I once lived in Yakima Washington and one of my friends there was a young Hispanic man named Jesse. One afternoon, he told me that he wanted me to take him down to his grandmother’s house to pick up some things.
I told him, “Sure, let’s go. I’m happy to help.”
His grandmother lived in a town about thirty minutes away called Sunnyside. When we walked into the house, you could smell the food cooking in the kitchen. I was mesmerized by the aroma and my mouth immediately started watering. Jesse’s grandmother came out to greet us. She smiled up at me a few seconds later and said something in Spanish.
I turned to Jesse and asked him to translate.
Jesse grinned and said, “She wants to know if you are hungry.”
I said, “Absolutely!”
So, we sat down at a table in the kitchen and she put out a basket of homemade flour tortillas, still warm from the stove. She then gave us a big plate of rice and beans. Everything looked and smelled great.

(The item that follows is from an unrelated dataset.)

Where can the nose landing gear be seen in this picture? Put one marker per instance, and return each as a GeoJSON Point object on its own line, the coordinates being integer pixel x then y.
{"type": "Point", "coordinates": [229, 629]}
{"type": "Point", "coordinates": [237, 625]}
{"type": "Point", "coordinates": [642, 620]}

As she put the food in front of us and sat down to eat, I noticed there was no silverware in sight. To me this was odd, as I had lived my whole life using a knife and fork.
I waited for a few seconds before I leaned over to ask Jesse, “Where are the forks?”
Jesse asked his grandmother the same question in Spanish and she answered, “Show him how to use tortillas instead.”
Jesse then showed me how to use the tortilla to scoop up the rice and beans, tearing off pieces as needed. It was one of the best meals I’ve ever had.
Now, to this day, I always ask for tortillas when we go out to Mexican food. I could have insisted on using a fork that day in Sunnyside but I didn’t, I wanted to see what it was like.
Tip to take away
Don’t be afraid to try something new, no matter how small it is. Have the courage to try something outside of your wheelhouse.